Yong Loo Lin School of Medicine, National University of Singapore, Singapore, Singapore.
Health Services and Systems Research, Duke-NUS Medical School, Singapore, Singapore.
PLoS One. 2019 Mar 18;14(3):e0213445. doi: 10.1371/journal.pone.0213445. eCollection 2019.
Although the quick Sequential Organ Failure Assessment (qSOFA) score was recently introduced to identify patients with suspected infection/sepsis, it has limitations as a predictive tool for adverse outcomes. We hypothesized that combining qSOFA score with heart rate variability (HRV) variables improves predictive ability for mortality in septic patients at the emergency department (ED).
This was a retrospective study using the electronic medical record of a tertiary care hospital in Singapore between September 2014 and February 2017. All patients aged 21 years or older who were suspected with infection/sepsis in the ED and received electrocardiography monitoring with ZOLL X Series Monitor (ZOLL Medical Corporation, Chelmsford, MA) were included. We fitted a logistic regression model to predict the 30-day mortality using one of the HRV variables selected from one of each three domains those previously reported as strong association with mortality (i.e. standard deviation of NN [SDNN], ratio of low frequency to high frequency power [LF/HF], detrended fluctuation analysis α-2 [DFA α-2]) in addition to the qSOFA score. The predictive accuracy was assessed with other scoring systems (i.e. qSOFA alone, National Early Warning Score, and Modified Early Warning Score) using the area under the receiver operating characteristic curve.
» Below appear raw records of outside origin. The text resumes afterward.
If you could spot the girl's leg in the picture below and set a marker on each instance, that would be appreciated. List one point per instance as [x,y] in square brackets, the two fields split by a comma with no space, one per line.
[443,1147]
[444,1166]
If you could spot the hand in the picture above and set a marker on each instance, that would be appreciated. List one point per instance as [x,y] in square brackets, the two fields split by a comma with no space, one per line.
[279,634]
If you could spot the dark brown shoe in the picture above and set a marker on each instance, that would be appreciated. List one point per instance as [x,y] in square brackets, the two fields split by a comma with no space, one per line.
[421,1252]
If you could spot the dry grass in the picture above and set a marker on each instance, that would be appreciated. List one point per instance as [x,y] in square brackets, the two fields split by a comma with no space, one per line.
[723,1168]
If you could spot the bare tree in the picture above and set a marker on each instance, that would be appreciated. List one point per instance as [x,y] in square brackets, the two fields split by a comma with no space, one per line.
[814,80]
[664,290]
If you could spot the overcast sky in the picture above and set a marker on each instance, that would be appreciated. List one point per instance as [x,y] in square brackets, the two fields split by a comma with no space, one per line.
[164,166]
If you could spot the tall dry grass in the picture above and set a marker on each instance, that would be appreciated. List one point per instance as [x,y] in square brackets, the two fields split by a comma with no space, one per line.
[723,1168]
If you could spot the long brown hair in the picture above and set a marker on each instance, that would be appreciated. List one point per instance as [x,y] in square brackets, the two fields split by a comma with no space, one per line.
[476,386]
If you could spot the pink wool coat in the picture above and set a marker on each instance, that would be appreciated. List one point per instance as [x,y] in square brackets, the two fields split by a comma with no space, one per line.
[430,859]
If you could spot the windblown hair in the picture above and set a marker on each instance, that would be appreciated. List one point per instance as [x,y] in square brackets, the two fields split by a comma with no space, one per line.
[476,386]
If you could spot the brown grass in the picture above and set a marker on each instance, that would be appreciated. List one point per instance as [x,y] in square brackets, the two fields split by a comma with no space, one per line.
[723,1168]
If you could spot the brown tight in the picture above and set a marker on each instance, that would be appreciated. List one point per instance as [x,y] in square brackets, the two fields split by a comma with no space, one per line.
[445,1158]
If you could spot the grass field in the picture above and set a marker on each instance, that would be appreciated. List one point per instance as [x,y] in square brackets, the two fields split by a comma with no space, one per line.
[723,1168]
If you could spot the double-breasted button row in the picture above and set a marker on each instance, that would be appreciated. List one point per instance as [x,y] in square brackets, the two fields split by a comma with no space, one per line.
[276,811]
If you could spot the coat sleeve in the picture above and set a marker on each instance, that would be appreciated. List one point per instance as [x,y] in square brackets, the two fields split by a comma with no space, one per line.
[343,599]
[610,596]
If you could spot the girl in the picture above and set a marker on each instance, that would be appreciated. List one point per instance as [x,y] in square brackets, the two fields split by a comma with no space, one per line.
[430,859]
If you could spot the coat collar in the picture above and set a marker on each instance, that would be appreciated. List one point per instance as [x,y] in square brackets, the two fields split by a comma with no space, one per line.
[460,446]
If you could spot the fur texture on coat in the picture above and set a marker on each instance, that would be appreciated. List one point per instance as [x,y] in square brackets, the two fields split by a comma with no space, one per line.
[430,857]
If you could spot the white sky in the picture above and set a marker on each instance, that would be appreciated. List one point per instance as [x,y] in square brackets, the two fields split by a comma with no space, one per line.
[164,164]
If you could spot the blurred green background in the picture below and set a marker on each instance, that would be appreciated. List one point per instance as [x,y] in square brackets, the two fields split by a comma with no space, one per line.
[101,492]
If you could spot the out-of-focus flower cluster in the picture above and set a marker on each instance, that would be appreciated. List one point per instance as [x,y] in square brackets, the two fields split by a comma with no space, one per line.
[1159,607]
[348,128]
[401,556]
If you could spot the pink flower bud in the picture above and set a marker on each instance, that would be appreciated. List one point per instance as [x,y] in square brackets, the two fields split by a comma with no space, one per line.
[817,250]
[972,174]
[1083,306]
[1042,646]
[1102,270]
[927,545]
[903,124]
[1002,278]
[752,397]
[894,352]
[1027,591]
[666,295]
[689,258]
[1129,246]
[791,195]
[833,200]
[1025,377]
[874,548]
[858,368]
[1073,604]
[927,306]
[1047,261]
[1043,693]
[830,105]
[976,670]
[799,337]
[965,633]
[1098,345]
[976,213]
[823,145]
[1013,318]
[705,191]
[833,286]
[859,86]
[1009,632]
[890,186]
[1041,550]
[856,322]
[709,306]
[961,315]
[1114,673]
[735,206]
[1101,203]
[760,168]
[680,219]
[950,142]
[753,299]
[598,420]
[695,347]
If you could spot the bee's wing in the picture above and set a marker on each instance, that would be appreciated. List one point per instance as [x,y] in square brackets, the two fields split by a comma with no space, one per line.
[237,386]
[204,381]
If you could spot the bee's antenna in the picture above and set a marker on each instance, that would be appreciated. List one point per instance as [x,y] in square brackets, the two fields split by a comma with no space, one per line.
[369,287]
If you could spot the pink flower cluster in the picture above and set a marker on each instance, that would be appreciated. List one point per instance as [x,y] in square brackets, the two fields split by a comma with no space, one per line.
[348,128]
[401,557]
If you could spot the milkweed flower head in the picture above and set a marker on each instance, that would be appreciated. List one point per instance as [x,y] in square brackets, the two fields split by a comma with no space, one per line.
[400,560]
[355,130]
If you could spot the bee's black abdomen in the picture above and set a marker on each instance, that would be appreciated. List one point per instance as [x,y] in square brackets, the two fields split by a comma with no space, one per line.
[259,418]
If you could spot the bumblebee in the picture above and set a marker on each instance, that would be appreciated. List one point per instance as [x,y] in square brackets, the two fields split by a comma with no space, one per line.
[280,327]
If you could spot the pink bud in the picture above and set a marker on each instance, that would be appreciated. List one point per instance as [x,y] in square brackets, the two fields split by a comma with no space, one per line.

A total of 343 septic patients were included. Non-survivors were significantly older (survivors vs. non-survivors, 65.7 vs. 72.9, p <0.01) and had higher qSOFA (0.8 vs. 1.4, p <0.01) as compared to survivors. There were significant differences in HRV variables between survivors and non-survivors including SDNN (23.7s vs. 31.8s, p = 0.02), LF/HF (2.8 vs. 1.5, p = 0.02), DFA α-2 (1.0 vs. 0.7, P < 0.01). Our prediction model using DFA-α-2 had the highest c-statistic of 0.76 (95% CI, 0.70 to 0.82), followed by qSOFA of 0.68 (95% CI, 0.62 to 0.75), National Early Warning Score at 0.67 (95% CI, 0.61 to 0.74), and Modified Early Warning Score at 0.59 (95% CI, 0.53 to 0.67).
Adding DFA-α-2 to the qSOFA score may improve the accuracy of predicting in-hospital mortality in septic patients who present to the ED. Further multicenter prospective studies are required to confirm our results.
尽管快速序贯器官衰竭评估(qSOFA)评分最近被引入以识别疑似感染/败血症的患者,但它作为预测不良结局的工具存在局限性。我们假设将 qSOFA 评分与心率变异性(HRV)变量相结合可以提高急诊科(ED)败血症患者的死亡率预测能力。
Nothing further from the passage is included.